Как мотылек, порхает занавеска
 с клеймом «Алтай», которой нету краше.
 Суровый врач сказал мне очень веско,
 что отдых мне необходим, что «ваши
 нервишки в состоянии негодном».
 И вот теперь поэт и обыватель
 стоит, как урна, в тамбуре холодном,
 где никому не скажешь: «Эй, приятель!»
 А скажешь — ни ответа, ни «Привета».
 Все тихо, лишь вода бурлит в сортире,
 да теплится бычок в губах поэта,
 немотствующих в этом грустном мире.
Я помню о столице чудо-бредни,
 и как потом с бесстрастием верблюда
 купил билет и, как Улисс последний,
 бельишко прихватив, свалил отсюда.
 Я вспоминаю ночь, когда прощались,
 и как потом колеса били presto,
 давлю бычок ногой и возвращаюсь
 в слезах на пятьдесят второе место.
Торчу в вагоне, как брильянт в компосте,
 как сарацин в обозе тамплиеров.
 Здесь великан грустит о малом росте,
 и время тяготит пенсионеров.
 Мне по карману только эти сани.
 Я не давлюсь икрой в купейном лоске.
 Я завтракал хот-догами в Казани,
 а пиво пил под вечер в снежном Омске.
Проносятся холмы и перелески.
 В натопленном вагоне пахнет Крымом.
 И речек очертанья слишком резки
 для глаз моих, омытых сизым дымом.
 Жую лаваш, разглядываю лица.
 Богиней в униюбке из лавсана
 разносит черный кофе проводница
 с великолепным именем Оксана.
 Девическую грудь, что темной ночкой
 ласкает неизвестный мне счастливчик,
 обтягивает тонкая сорочка.
 И сквозь нее просвечивает лифчик.
Стихи… они как жизнь, не терпят фальши.
 Я б мог с Цирцеей, не боясь накладок,
 сравнить цивилизацию, и дальше —
 свиней с людьми, но «милые, нельзя так».

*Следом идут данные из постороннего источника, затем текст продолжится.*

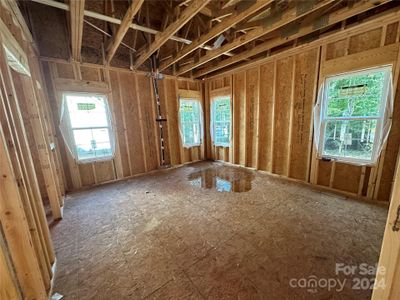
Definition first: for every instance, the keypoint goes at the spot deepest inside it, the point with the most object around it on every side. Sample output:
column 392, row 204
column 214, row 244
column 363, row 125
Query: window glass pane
column 356, row 95
column 350, row 138
column 222, row 121
column 189, row 111
column 87, row 111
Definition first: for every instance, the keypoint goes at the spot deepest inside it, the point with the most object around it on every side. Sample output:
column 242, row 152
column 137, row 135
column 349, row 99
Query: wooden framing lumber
column 216, row 30
column 109, row 19
column 123, row 28
column 163, row 37
column 333, row 18
column 77, row 8
column 288, row 17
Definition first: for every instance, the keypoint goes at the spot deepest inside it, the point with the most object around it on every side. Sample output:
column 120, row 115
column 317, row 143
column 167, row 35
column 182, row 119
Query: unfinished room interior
column 199, row 149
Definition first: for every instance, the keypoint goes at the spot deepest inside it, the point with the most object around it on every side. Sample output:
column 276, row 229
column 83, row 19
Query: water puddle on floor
column 223, row 179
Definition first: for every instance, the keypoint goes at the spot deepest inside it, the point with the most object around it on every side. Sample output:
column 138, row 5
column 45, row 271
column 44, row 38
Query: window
column 190, row 122
column 221, row 121
column 86, row 126
column 353, row 115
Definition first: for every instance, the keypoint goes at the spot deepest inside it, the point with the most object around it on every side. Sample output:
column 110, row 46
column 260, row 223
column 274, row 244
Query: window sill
column 191, row 146
column 356, row 162
column 92, row 160
column 222, row 145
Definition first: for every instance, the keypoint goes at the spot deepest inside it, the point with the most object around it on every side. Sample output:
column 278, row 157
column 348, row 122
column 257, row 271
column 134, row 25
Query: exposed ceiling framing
column 200, row 37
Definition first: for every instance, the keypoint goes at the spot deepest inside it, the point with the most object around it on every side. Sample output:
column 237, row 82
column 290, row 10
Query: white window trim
column 225, row 145
column 380, row 119
column 200, row 122
column 71, row 129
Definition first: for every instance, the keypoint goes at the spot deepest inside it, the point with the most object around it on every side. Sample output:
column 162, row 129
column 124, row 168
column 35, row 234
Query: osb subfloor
column 161, row 237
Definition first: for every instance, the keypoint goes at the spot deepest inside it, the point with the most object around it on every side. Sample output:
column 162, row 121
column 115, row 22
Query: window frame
column 195, row 100
column 387, row 69
column 71, row 129
column 213, row 100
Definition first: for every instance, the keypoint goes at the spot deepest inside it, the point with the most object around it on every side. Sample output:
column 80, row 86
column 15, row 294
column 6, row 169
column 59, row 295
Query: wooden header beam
column 333, row 18
column 287, row 17
column 77, row 8
column 162, row 37
column 216, row 30
column 123, row 28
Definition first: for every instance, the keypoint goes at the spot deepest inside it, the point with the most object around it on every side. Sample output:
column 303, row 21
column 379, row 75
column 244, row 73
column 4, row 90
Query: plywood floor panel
column 158, row 236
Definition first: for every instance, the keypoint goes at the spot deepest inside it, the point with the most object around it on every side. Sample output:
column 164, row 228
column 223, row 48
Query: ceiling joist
column 215, row 31
column 123, row 28
column 274, row 23
column 304, row 29
column 162, row 37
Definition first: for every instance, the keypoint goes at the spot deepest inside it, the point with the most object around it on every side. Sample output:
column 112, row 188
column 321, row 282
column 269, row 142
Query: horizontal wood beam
column 287, row 17
column 162, row 37
column 77, row 8
column 335, row 17
column 216, row 30
column 123, row 28
column 109, row 19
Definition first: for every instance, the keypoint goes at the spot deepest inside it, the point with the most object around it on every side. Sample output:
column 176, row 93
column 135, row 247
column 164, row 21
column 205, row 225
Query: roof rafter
column 216, row 30
column 123, row 28
column 332, row 18
column 162, row 37
column 77, row 8
column 273, row 24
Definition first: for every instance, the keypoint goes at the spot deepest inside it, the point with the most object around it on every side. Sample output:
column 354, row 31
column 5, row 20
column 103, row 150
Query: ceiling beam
column 162, row 37
column 123, row 28
column 274, row 22
column 304, row 29
column 215, row 31
column 77, row 8
column 109, row 19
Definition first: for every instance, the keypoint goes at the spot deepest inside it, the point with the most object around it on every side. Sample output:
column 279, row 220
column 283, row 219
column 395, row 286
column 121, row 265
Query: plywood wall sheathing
column 132, row 104
column 279, row 139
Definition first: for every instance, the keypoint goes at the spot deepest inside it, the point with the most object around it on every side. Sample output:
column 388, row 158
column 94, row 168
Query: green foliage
column 357, row 96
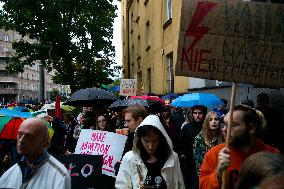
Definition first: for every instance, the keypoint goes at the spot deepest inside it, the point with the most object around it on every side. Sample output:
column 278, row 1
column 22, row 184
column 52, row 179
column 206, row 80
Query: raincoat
column 128, row 176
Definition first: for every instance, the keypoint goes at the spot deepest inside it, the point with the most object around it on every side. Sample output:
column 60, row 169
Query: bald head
column 37, row 126
column 32, row 138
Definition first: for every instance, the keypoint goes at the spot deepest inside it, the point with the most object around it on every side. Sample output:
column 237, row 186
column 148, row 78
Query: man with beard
column 245, row 127
column 188, row 132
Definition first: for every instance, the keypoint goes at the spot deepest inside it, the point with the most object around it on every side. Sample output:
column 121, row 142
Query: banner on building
column 128, row 87
column 234, row 40
column 85, row 170
column 108, row 144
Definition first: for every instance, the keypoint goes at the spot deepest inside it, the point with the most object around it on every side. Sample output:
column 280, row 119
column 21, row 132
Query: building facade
column 150, row 37
column 16, row 87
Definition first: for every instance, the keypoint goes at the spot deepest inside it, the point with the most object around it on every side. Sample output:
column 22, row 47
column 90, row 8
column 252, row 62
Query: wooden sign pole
column 229, row 126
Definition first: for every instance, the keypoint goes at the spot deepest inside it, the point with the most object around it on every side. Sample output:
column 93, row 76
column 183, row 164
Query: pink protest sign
column 110, row 145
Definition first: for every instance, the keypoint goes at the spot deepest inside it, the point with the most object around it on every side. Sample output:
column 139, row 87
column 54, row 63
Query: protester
column 222, row 109
column 209, row 136
column 79, row 126
column 102, row 123
column 152, row 163
column 274, row 133
column 58, row 139
column 243, row 143
column 263, row 170
column 37, row 168
column 170, row 126
column 70, row 124
column 248, row 102
column 187, row 136
column 133, row 116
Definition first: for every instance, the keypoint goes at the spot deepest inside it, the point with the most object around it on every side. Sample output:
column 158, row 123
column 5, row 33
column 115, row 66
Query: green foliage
column 71, row 36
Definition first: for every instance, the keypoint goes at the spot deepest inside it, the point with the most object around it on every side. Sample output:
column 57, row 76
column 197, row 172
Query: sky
column 116, row 41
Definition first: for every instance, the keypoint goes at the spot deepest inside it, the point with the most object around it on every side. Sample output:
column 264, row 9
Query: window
column 148, row 36
column 149, row 81
column 170, row 72
column 168, row 9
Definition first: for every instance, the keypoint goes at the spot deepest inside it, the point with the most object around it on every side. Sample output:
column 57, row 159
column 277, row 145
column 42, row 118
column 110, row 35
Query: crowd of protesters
column 176, row 148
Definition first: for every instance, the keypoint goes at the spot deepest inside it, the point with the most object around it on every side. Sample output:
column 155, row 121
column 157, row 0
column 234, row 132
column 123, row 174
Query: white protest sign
column 110, row 145
column 127, row 87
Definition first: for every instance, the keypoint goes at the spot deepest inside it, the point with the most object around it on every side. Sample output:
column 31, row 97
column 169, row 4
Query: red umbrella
column 146, row 97
column 9, row 127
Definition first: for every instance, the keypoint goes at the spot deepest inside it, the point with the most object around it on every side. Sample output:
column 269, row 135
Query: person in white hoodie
column 37, row 168
column 151, row 163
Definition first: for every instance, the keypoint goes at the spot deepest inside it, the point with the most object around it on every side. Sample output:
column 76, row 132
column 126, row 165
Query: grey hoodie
column 128, row 177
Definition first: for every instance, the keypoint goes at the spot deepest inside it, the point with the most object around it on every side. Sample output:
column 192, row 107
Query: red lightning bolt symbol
column 203, row 8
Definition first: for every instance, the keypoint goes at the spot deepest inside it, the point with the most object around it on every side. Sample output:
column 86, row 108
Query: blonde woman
column 209, row 136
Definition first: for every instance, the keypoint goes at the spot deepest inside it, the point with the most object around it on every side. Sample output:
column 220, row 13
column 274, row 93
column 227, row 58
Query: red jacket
column 208, row 177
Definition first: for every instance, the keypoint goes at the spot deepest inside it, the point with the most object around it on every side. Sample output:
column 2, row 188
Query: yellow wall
column 163, row 42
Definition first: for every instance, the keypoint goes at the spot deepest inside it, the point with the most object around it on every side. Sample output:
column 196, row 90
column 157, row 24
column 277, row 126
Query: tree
column 71, row 36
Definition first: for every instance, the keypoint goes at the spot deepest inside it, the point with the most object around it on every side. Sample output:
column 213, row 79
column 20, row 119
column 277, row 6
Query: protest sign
column 110, row 145
column 234, row 40
column 85, row 170
column 127, row 87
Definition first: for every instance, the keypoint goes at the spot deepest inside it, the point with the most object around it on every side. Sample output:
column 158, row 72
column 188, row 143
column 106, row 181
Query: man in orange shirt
column 245, row 127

 Наш мир — корабль. (Прежний образ — лажа.)
 И я, торча в нем в качестве балласта,
 люблю людей не в виде антуража,
 люблю за то, что есть они, и баста.
Пусть гадским километрам нет предела,
 но за окошком облака, как горы.
 И стук колес стал мягче, и стемнело,
 и мелодичней стали разговоры.
 «Ты зря так, можно было просто высечь…»
 «Взгляни: закатом горизонт распорот…»
 «Недавно потеряла двадцать тысяч…»
 «Дочь замужем, а сын уехал в город…»
 «Но ведь растет народонаселенье,
 твои индусы, брат, не замечают?
 Вот наши души — новые творенья?
 Иль это прежние, дробясь, мельчают?»
Я тоже сам с собой веду беседу,
 не чувствуя ни нежности, ни злобы,
 о том, что завтра утром я приеду,
 приеду, а приехав хорошо бы,
 чтобы тоска вконец не одолела,
 прийти к друзьям, острить, смотреть им в лица.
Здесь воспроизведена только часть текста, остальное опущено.